Thesis-details
Overview
 
Using Artificial Intelligence (AI) to improve pre-operative planning in microsurgical breast cancer reconstruction 
 
...
Subject 
Breast cancer is the most common malignancy among women worldwide, with one in eight women
receiving this diagnosis during their lifetime. Surgery remains the cornerstone of treatment, yet
despite its curative potential, it often carries profound psychological consequences due to feelings of
loss and deformity.
Breast reconstruction plays a pivotal role in restoring form and well-being. Options are broadly
classified into alloplastic (implant-based) and autologous (tissue-based) techniques. The current gold
standard for autologous reconstruction is the DIEP (Deep Inferior Epigastric Perforator) flap, which
uses abdominal tissue and requires microsurgical anastomosis between the deep inferior epigastric
vessels and the internal mammary vessels.
Successful flap harvest depends on accurate identification and preservation of the dominant
perforator supplying the flap. Pre-operative CT angiography (CTA) is routinely used to map abdominal
perforators, but interpretation is time-consuming, requires specialist expertise, and is prone to human
error.
Kind of work 
Project Aim
This project seeks to harness artificial intelligence (AI) to enhance perforator detection in preoperative
planning for microsurgical breast reconstruction. By automating vessel identification from
CTA imaging, AI could reduce planning time, improve precision, and standardize decision-making,
ultimately optimizing patient outcomes.

The primary objective is to evaluate the role of AI in automated perforator selection for free flap
surgery.
Specific goals include:
- Developing an AI-driven system to detect and characterize perforators from radiographic
imaging.
- Integrating these findings into the surgical workflow to assist surgeons and radiologists.

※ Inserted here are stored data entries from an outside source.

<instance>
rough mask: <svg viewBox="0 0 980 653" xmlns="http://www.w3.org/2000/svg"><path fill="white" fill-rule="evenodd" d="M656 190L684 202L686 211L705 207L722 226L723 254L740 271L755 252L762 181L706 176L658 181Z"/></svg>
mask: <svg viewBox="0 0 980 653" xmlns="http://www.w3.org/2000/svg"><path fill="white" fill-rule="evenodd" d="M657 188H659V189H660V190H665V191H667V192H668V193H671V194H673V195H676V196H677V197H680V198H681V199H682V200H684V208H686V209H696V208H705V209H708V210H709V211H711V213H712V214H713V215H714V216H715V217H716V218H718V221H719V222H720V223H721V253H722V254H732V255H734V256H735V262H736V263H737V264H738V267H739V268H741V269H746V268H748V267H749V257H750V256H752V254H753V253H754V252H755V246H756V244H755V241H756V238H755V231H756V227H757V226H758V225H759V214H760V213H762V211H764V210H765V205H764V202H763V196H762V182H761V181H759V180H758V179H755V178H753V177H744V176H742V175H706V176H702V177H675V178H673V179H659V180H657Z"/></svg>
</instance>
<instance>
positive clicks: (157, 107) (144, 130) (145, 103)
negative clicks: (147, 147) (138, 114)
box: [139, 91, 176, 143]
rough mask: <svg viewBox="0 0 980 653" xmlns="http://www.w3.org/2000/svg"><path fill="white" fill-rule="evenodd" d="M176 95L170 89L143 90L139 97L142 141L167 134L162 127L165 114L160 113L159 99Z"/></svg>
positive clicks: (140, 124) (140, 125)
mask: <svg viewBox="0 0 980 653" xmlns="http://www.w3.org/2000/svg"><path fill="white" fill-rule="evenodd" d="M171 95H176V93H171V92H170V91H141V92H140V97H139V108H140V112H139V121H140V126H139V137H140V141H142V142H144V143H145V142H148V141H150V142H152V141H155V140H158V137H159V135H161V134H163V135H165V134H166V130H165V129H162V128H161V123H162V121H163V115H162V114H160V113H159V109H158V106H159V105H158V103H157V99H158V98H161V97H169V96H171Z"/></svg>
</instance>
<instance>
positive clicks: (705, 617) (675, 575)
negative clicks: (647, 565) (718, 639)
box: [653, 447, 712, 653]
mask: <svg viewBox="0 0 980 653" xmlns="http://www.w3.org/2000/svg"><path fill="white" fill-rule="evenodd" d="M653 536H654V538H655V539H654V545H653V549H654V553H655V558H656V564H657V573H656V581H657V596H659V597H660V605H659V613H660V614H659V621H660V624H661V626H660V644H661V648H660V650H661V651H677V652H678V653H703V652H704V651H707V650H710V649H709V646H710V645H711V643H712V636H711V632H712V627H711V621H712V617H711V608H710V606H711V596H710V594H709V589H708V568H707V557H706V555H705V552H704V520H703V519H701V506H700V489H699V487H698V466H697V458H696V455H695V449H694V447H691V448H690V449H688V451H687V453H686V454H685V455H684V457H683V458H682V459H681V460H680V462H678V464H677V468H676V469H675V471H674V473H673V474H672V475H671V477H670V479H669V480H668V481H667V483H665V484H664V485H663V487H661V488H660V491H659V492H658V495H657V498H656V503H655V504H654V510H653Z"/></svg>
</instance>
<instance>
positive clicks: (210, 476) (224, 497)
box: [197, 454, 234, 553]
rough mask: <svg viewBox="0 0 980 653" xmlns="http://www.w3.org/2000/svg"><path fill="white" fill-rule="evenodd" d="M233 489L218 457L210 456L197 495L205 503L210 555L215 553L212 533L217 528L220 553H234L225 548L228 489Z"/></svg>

- Assessing efficiency gains, accuracy, and clinical relevance compared with current practice.
Hypothesis: Incorporating AI into perforator detection will significantly improve efficiency and
accuracy of pre-operative planning in microsurgical breast reconstruction.
Framework of the Thesis 
This is an ongoing project where we have already had 1 Master student in 2024-2025 (Automated
segmentation), 1 currently in 2025-2026 (automating perforator coordinates and AI development)
- The first phase established segmentation and computer-aided detection of perforators.

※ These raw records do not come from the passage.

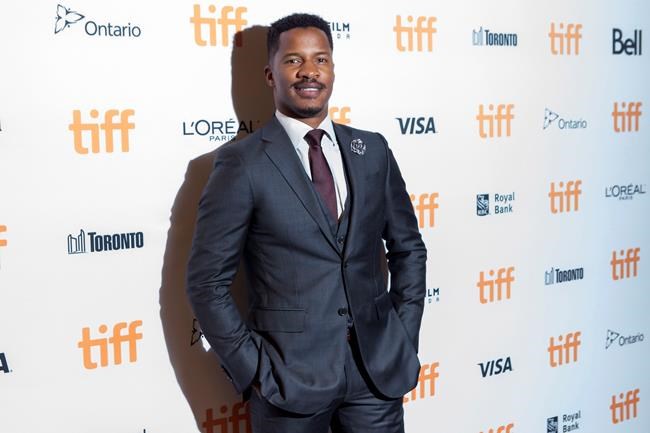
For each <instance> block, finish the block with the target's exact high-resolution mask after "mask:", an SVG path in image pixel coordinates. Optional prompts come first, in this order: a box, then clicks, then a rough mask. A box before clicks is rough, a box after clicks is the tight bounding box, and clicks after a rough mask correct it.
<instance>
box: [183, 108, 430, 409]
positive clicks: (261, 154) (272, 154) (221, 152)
mask: <svg viewBox="0 0 650 433" xmlns="http://www.w3.org/2000/svg"><path fill="white" fill-rule="evenodd" d="M334 128H335V131H336V136H337V139H338V142H339V144H340V147H341V153H342V157H343V162H344V166H345V170H346V175H347V182H348V190H349V199H348V202H347V206H346V211H345V213H344V215H342V217H341V223H340V224H338V225H337V224H336V222H332V221H331V219H328V216H327V215H326V214H325V213H324V212H323V210H322V206H321V204H320V201H319V198H318V196H317V193H316V192H315V190H314V188H313V186H312V184H311V181H310V180H309V178H308V176H307V175H306V173H305V171H304V169H303V167H302V165H301V164H300V161H299V158H298V156H297V154H296V151H295V149H294V147H293V145H292V143H291V141H290V140H289V137H288V136H287V134H286V132H285V131H284V129H283V128H282V126H281V125H280V123H279V122H278V121H277V119H276V118H275V117H274V118H273V119H272V120H271V121H270V122H269V123H268V124H267V125H265V126H264V127H263V128H262V129H260V130H258V131H256V132H255V133H253V134H252V135H250V136H248V137H246V138H245V139H243V140H241V141H238V142H234V143H230V144H226V145H224V146H222V147H221V148H219V149H218V151H217V154H216V158H215V166H214V171H213V172H212V174H211V176H210V179H209V181H208V184H207V186H206V188H205V191H204V193H203V197H202V198H201V202H200V206H199V212H198V220H197V227H196V233H195V236H194V242H193V246H192V252H191V256H190V261H189V267H188V285H187V289H188V295H189V298H190V301H191V303H192V306H193V309H194V312H195V314H196V316H197V318H198V320H199V323H200V324H201V327H202V329H203V332H204V334H205V336H206V338H207V339H208V341H209V342H210V344H211V346H212V347H213V349H214V351H215V352H216V353H217V354H218V355H219V357H220V359H221V362H222V366H223V367H224V369H225V371H226V372H227V374H228V376H229V377H230V379H231V380H232V382H233V384H234V386H235V389H236V390H237V391H238V392H243V391H245V390H247V389H248V388H249V387H250V385H251V383H252V382H253V381H254V380H255V379H257V380H259V383H260V391H261V394H262V396H264V397H265V398H266V399H267V400H268V401H269V402H270V403H272V404H273V405H275V406H277V407H280V408H282V409H285V410H288V411H292V412H296V413H303V414H309V413H314V412H316V411H318V410H320V409H322V408H324V407H326V406H327V405H329V404H330V403H331V402H332V400H333V399H334V398H335V396H337V395H340V394H341V392H342V388H344V387H345V375H344V373H343V364H344V361H345V356H346V350H347V348H346V344H347V341H346V338H345V335H346V332H347V328H348V324H349V322H350V321H353V323H354V327H353V328H352V329H353V332H355V334H356V341H358V346H359V347H358V350H359V352H360V354H361V358H362V361H363V365H364V367H365V370H366V371H367V373H368V375H369V377H370V379H371V380H372V382H373V385H374V387H375V388H376V389H377V390H378V391H379V392H380V393H381V394H383V395H384V396H385V397H388V398H399V397H401V396H402V395H404V394H405V393H406V392H408V391H409V390H410V389H412V388H413V387H414V386H415V385H416V383H417V376H418V371H419V362H418V358H417V348H418V335H419V329H420V322H421V317H422V310H423V302H424V293H425V262H426V249H425V246H424V244H423V242H422V239H421V236H420V234H419V232H418V228H417V221H416V219H415V216H414V214H413V208H412V205H411V202H410V200H409V196H408V194H407V192H406V190H405V185H404V181H403V179H402V176H401V174H400V172H399V169H398V166H397V163H396V162H395V160H394V158H393V155H392V152H391V151H390V150H389V149H388V146H387V143H386V141H385V140H384V138H383V137H382V136H381V135H379V134H376V133H371V132H367V131H362V130H358V129H354V128H350V127H347V126H342V125H335V127H334ZM353 139H361V140H362V141H363V143H364V144H365V153H363V154H359V153H355V152H353V151H352V150H351V146H350V143H351V141H352V140H353ZM343 222H345V228H344V229H341V230H339V228H337V227H338V226H340V225H342V224H343ZM382 238H383V239H385V240H386V247H387V250H388V253H387V257H388V264H389V270H390V274H391V290H390V292H387V289H386V282H385V280H384V278H383V273H382V267H381V263H380V258H381V253H382V252H383V244H382V241H381V240H382ZM242 254H243V259H244V264H245V269H246V273H247V276H248V281H249V285H250V291H249V296H248V298H249V305H250V307H249V311H248V315H247V317H246V318H245V319H242V317H241V316H240V314H239V312H238V310H237V308H236V307H235V304H234V303H233V300H232V298H231V295H230V291H229V288H230V285H231V284H232V281H233V278H234V276H235V273H236V271H237V267H238V264H239V261H240V257H241V255H242ZM348 314H350V315H351V319H352V320H349V319H350V317H348Z"/></svg>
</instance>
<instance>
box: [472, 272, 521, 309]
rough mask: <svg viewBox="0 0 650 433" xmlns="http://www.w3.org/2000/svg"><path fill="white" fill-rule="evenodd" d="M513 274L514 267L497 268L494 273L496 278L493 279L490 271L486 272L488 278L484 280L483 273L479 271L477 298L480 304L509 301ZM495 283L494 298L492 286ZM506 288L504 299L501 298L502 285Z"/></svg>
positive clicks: (494, 274)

- This summer, an umbilicus detector was developed, replacing landmark regression with a UNet
+ heatmap regression approach.
- This year, the validating the CAD system on patients to assess accurate quantitative perforator
detection, automating perforator coordinates which are compared to the coordinates
identified by the radiologist (clinical comparison of automated CAD)

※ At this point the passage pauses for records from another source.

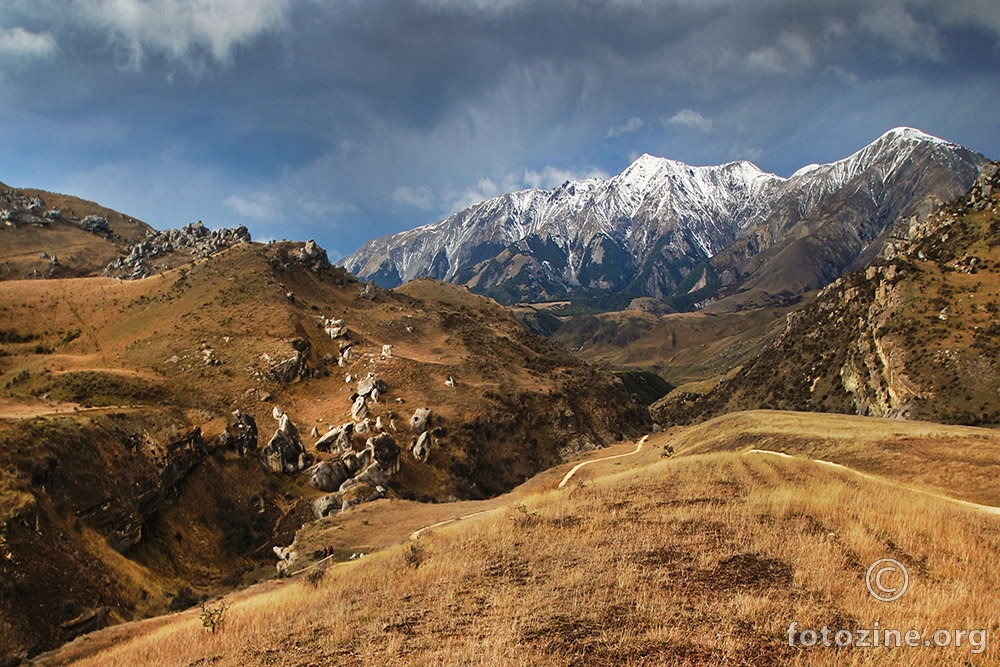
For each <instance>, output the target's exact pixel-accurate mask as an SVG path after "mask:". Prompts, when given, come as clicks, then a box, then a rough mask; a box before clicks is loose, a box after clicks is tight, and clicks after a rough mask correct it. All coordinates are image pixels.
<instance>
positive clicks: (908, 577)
mask: <svg viewBox="0 0 1000 667" xmlns="http://www.w3.org/2000/svg"><path fill="white" fill-rule="evenodd" d="M896 573H899V574H900V575H902V578H903V581H902V583H901V584H900V585H898V586H890V585H887V584H886V581H887V580H888V581H890V582H892V581H893V579H894V578H895V577H896ZM909 585H910V573H909V572H907V571H906V567H905V566H904V565H903V564H902V563H900V562H899V561H898V560H896V559H894V558H879V559H878V560H877V561H875V562H874V563H872V564H871V565H869V566H868V572H867V573H866V574H865V586H867V587H868V592H869V593H871V595H872V597H873V598H875V599H876V600H878V601H879V602H892V601H893V600H898V599H899V598H901V597H903V593H905V592H906V589H907V588H908V587H909Z"/></svg>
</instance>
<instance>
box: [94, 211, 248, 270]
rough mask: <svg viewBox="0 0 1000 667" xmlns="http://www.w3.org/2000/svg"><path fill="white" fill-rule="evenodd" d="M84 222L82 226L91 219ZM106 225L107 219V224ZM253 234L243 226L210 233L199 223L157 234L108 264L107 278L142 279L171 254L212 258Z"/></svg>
mask: <svg viewBox="0 0 1000 667" xmlns="http://www.w3.org/2000/svg"><path fill="white" fill-rule="evenodd" d="M91 217H94V216H88V217H87V218H84V220H81V221H80V224H81V226H82V225H83V223H84V222H85V221H86V220H88V219H89V218H91ZM104 223H105V225H106V224H107V220H105V221H104ZM249 242H250V232H249V231H248V230H247V228H246V227H244V226H243V225H240V226H239V227H236V228H235V229H215V230H210V229H209V228H208V227H206V226H205V225H204V224H202V222H201V221H200V220H199V221H198V222H192V223H191V224H189V225H184V226H183V227H181V228H180V229H167V230H165V231H162V232H154V233H151V234H150V235H149V236H147V237H146V238H145V239H144V240H142V241H140V242H138V243H134V244H132V245H131V246H129V247H128V248H126V250H125V256H124V257H119V258H118V259H116V260H115V261H113V262H111V263H110V264H108V266H107V268H106V269H105V270H104V275H107V276H112V277H114V278H122V279H126V280H138V279H139V278H145V277H147V276H149V275H152V274H153V273H154V272H156V271H158V270H160V269H161V268H163V267H160V266H158V265H157V264H155V263H154V262H153V260H155V259H157V258H158V257H162V256H164V255H166V254H168V253H185V254H187V255H190V256H191V257H193V258H195V259H201V258H204V257H209V256H211V255H214V254H215V253H217V252H221V251H223V250H226V249H227V248H230V247H232V246H234V245H237V244H239V243H249Z"/></svg>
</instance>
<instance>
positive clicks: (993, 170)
mask: <svg viewBox="0 0 1000 667" xmlns="http://www.w3.org/2000/svg"><path fill="white" fill-rule="evenodd" d="M998 194H1000V176H998V164H997V163H990V164H987V165H985V166H984V168H983V171H982V174H981V175H980V176H979V177H978V179H977V180H976V181H975V183H974V185H973V187H972V189H971V190H969V191H968V192H967V193H965V194H964V195H962V196H961V197H958V198H957V199H955V200H954V201H952V202H951V203H949V204H948V205H947V206H944V207H942V208H941V209H939V210H938V211H937V212H936V213H934V214H933V215H931V216H929V217H928V218H926V219H921V218H920V217H918V216H911V217H910V218H909V219H905V220H902V221H900V223H899V224H897V225H895V226H894V227H893V228H892V229H891V230H890V231H889V234H888V235H887V242H886V245H885V247H884V249H883V250H882V253H881V254H880V255H879V256H878V258H877V259H876V260H875V261H874V262H873V263H872V264H871V265H870V266H868V267H867V268H865V269H861V270H858V271H855V272H853V273H850V274H848V275H846V276H844V277H843V278H841V279H839V280H837V281H836V282H834V283H833V284H831V285H830V286H828V287H827V288H825V289H824V290H823V291H822V292H821V293H820V294H819V295H818V296H817V298H816V300H815V302H814V303H812V304H810V305H808V306H807V307H805V308H803V309H802V310H801V311H799V312H796V313H793V314H790V315H789V316H788V319H787V324H786V326H785V327H784V330H783V332H782V333H781V334H780V335H779V337H778V338H777V340H776V341H775V342H774V343H773V344H771V345H770V346H768V347H767V348H766V349H764V350H763V351H762V352H761V353H760V354H759V356H756V357H755V358H753V359H751V360H748V361H746V363H745V364H744V365H743V366H742V367H741V368H740V369H739V370H738V372H735V373H733V374H731V375H730V376H728V377H726V378H725V379H724V381H720V382H719V383H718V384H717V385H716V386H715V387H714V388H712V389H711V390H709V391H707V392H704V393H696V392H691V391H681V390H676V391H674V392H673V393H671V394H670V395H668V396H667V397H665V398H664V399H662V400H661V401H659V402H658V403H656V404H654V405H653V406H652V408H651V409H652V412H653V415H654V418H655V419H657V420H658V421H661V422H663V423H665V424H682V423H690V422H693V421H701V420H704V419H707V418H710V417H712V416H714V415H719V414H722V413H725V412H732V411H737V410H744V409H750V408H769V409H778V410H807V411H826V412H844V413H856V414H861V415H873V416H880V417H906V418H912V419H926V420H931V421H938V422H946V423H958V424H971V425H978V424H986V425H995V424H998V423H1000V394H998V393H997V386H1000V366H998V353H1000V213H998Z"/></svg>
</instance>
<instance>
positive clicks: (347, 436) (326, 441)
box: [316, 422, 354, 454]
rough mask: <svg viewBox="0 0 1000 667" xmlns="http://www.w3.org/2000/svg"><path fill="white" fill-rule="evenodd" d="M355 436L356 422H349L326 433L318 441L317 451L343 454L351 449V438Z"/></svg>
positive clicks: (316, 445) (334, 428)
mask: <svg viewBox="0 0 1000 667" xmlns="http://www.w3.org/2000/svg"><path fill="white" fill-rule="evenodd" d="M353 434H354V422H347V423H346V424H341V425H340V426H338V427H336V428H334V429H331V430H329V431H327V432H326V433H324V434H323V435H322V436H321V437H320V439H319V440H317V441H316V450H317V451H320V452H335V453H337V454H343V453H344V452H346V451H348V450H349V449H351V446H352V440H351V437H352V435H353Z"/></svg>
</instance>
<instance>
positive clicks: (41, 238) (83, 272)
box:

- The next phase will focus on refining predictive modelling to not only map vessels
quantitatively but also rank the most favorable perforators for clinical application.
Achievements to Date (2024–2026)
- Comprehensive literature review on AI applications in medical imaging and perforator flap
surgery.
- State-of-the-art analysis of vascular detection techniques.
- Development of a CAD pipeline for perforator identification.
- Publication and presentation of 1 conference article (MICCAI Deep Breath) and 1 journal
article that is In Press (Artificial Intelligence Surgery)
Objectives for 2026–2027
The upcoming phase will emphasize refinement and clinical translation.
Planned milestones include:
- Improving AI accuracy in mapping the perforator’s course and arborization within
subcutaneous tissue.
- Developing a decision-support tool incorporating key perforator characteristics i.e. AI
providing the best perforators based on:
- Vessel size
- Precise anatomical location
- Arborization pattern within subcutaneous fat
- Intramuscular course and depth
By integrating these features, the project aims to streamline pre-operative planning, reduce
intraoperative uncertainty, and enhance surgical outcomes in microsurgical breast reconstruction.